While her breaking up with you certainly hurt, you didn't want somebody staying with you who didn't want to be there. That would be certifiably insane on youR part and we know you aren't crazy.

 

What is a bit irrational is your need to have someone because you ex has someone. If youR ex breaks her leg, would you like yours broken as well. The two of you are different people, she is completely out of your life, and to base your needs ON where she is in her life is to give up your entire being to the past. Do what YOU want to do. Enjoy what YOU want to enjoy. FORGET about your ex. She is no longer in your life and you have no need whatsoever to please her in any way or to do the things she does!!! Get your elevator reset so it will once again stop at all floors.
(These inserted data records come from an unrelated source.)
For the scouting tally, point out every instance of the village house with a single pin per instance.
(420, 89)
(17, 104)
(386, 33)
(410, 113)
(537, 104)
It takes some people more time than others to recover from break ups. You didn't know it because you weren't paying attention but your girlfriend was getting over you long before she broke up with you. That's a strategy that many women use (it seems more than men), both in dating and married relationships. The woman feels hurt, ignored, unfullfilled, etc. so she starts pulling away emotionally over time. The man, being busy with work, TV, sports, friends, etc., sees this pulling away as a refreshing change which gives him more space to do his thing. Then one day, BINGO, she announces she is GONE...BYE BYE!!! And the man is left dazed and severely depressed, and hasn't even started the healing process. So next time pay more attention and be sure you give your lady what she needs. Perhaps you did that but it wasn't exactly what she wanted. Who knows now and who cares? Just give yourself your own time to heal...your girl had a real good head start on the process. When you are ready, you will put out the good vibes that you welcome a new lady in your life and I promise you they will be there. I unconditionally guarantee that you will not die or become disabled in any way if you don't have a date for a few months...or even a year. It is not fatal. But to require yourself to do so because your ex is doing so is, well I didn't want to come right out and say it, but it is ABSOLUTELY INSAME!!!